Deep Learning, Songket Motifs, Textile Classification, YOLO Algorithm, Traditional Markets

Abstract

The application of a Deep Learning model to classify songket woven cloth motifs from South Sumatra reflects the richness of local culture through its diverse motifs. The main challenge faced is the difficulty in distinguishing various songket motifs due to their complexity and wide variety of designs. This research aims to: (1) develop an effective Deep Learning model for classifying songket woven fabric motifs, (2) measure the accuracy and performance of the model, and (3) assess the implications of this model for cultural preservation and the textile industry.
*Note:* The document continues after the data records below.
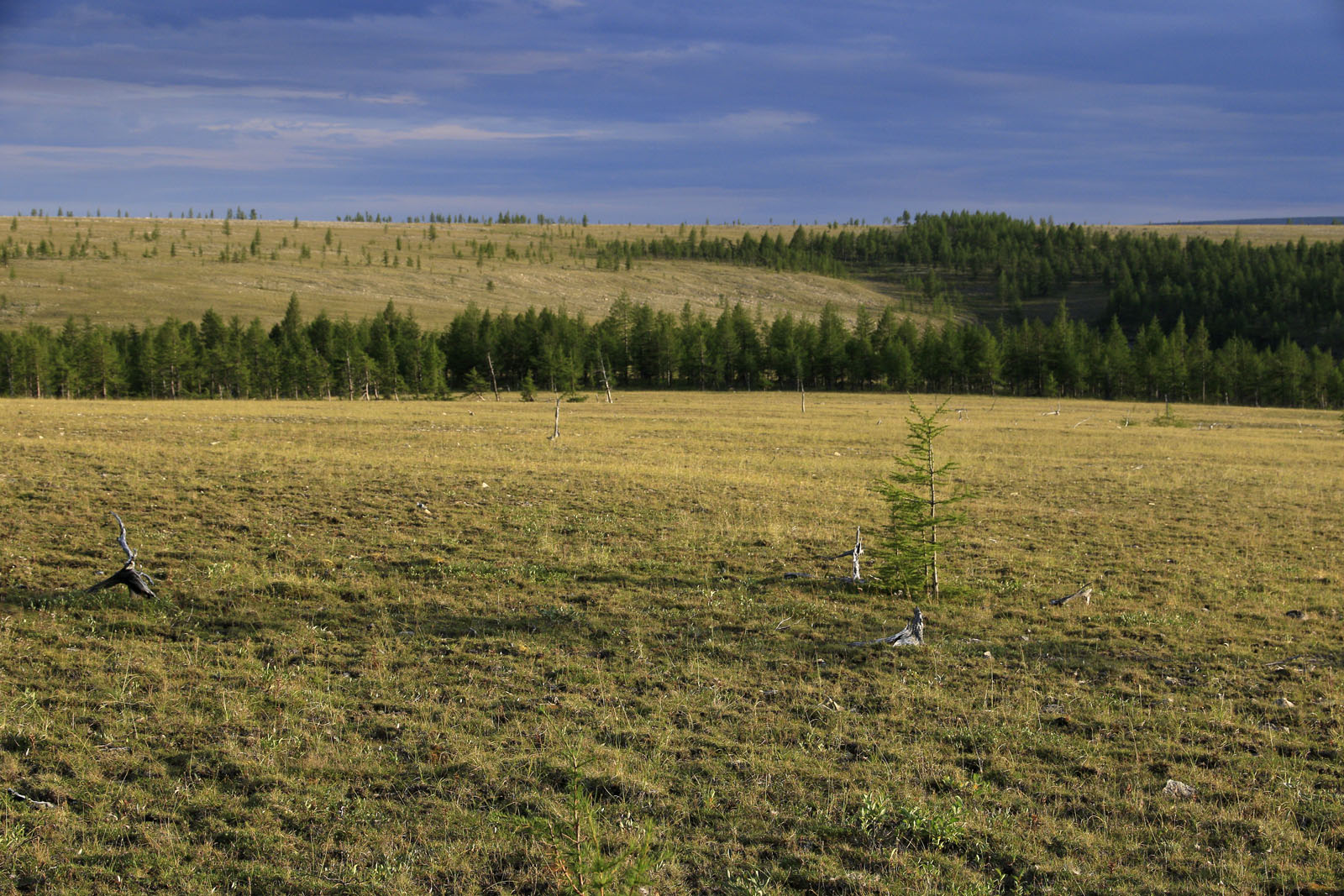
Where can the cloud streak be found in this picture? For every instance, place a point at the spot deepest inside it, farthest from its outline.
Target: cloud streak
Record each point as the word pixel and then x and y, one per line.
pixel 781 110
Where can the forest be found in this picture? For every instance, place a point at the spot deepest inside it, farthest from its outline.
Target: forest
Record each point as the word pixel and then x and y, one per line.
pixel 1261 293
pixel 390 355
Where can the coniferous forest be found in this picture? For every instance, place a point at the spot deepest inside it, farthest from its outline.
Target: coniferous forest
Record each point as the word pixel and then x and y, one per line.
pixel 1186 320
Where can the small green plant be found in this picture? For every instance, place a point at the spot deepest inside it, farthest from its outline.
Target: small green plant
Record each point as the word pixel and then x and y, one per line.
pixel 1167 418
pixel 581 862
pixel 918 506
pixel 882 821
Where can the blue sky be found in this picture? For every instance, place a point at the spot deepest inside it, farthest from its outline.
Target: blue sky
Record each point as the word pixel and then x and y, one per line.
pixel 669 112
The research method employs the SEMMA (Sample, Explore, Modify, Model, and Assess) approach in the data mining process, which includes five phases: data sampling, data exploration, data modification, data modeling, and model evaluation. Songket motif image data is collected, processed, and modeled using the YOLO (You Only Look Once) algorithm for accurate predictions. Data analysis is conducted to assess the model's accuracy, precision, recall, and F1-score. The research results show that the developed system is capable of accurately classifying songket motifs, confirming the effectiveness of Deep Learning models in overcoming this challenge. These findings have significant implications for cultural preservation and textile industry applications, highlighting the potential of Deep Learning technology in processing and analyzing traditional textile data.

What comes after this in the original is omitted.